Naki is three years old, with big brown eyes and dark hair just long enough for a lot of little ponytails with hair ties. She’s long so I think she’s going to be tall, and she has a pop belly and dime thighs, with little fat feet and stubby hands like her dad. She loves to sing in her squeaky but rough voice. She’s a lovely child.

I’ve been in the YouthBuild program for the past two years, learning construction and working toward my high school equivalency diploma, while Naki stayed first with my grandmother and later with my mother. Now it’s time for her to go to school with other kids, so she can get on, take her dreams, care about herself, and go wherever she wants.

I was raised by my grandmother, and she would take me to church with her every Sunday. But she kept me too close to her in the house, and maybe that’s the reason I got wild and dropped out of high school when I was 14. Even though I don’t like my daughter to be away from me too much, I want Naki to be better than I was—to skip the streets, keep her mind focused, and stay in school. So although I want her at my side always, I know I’ve got to let her go.

But I fear her going to school. I fear her fear, and feel it. What if the teachers don’t treat her right, or kids hit on her, or she hits on other kids? I fear her walking the playground and no one minding her. Naki hates boys, she can be selfish like me, and like her father she thinks the world revolves around her. She loves to go in the sprinklers or go swimming, she hates snow, and she likes to get dirty. Every time she’s bad I pretend to pop her and she says, “No Mommy, I’ll be a good girl,” and goes right on to what she’s doing.

That’s my Naki, the child of my life. I want her to explore the world sea to sea and come back with a story for me. I dream she stays in school, decides to go to college, furthers her education. I would like her to be famous someday—singing, dancing, acting, or even being our president.

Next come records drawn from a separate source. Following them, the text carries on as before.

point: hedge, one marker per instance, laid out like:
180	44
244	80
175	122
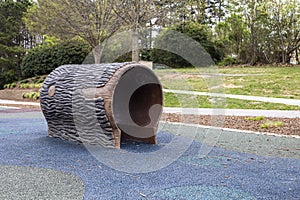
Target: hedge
45	58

But first, I’ve got to walk her through the door. I show her the door that I’m going to walk through, because whatever I show my daughter I can do, she’s going to do it. Then I take her to her own school, and I have to leave her there. As I go back to school I imagine her standing there so proudly with her back straight up, nose up, and feet straight, heading her successful way.

Maharai Lowe, 21, attends the YouthBuild program in Springfield, Massachusetts and is completing her GED. She is a single mom; the father of her daughter, Naki, was recently released from prison in New York.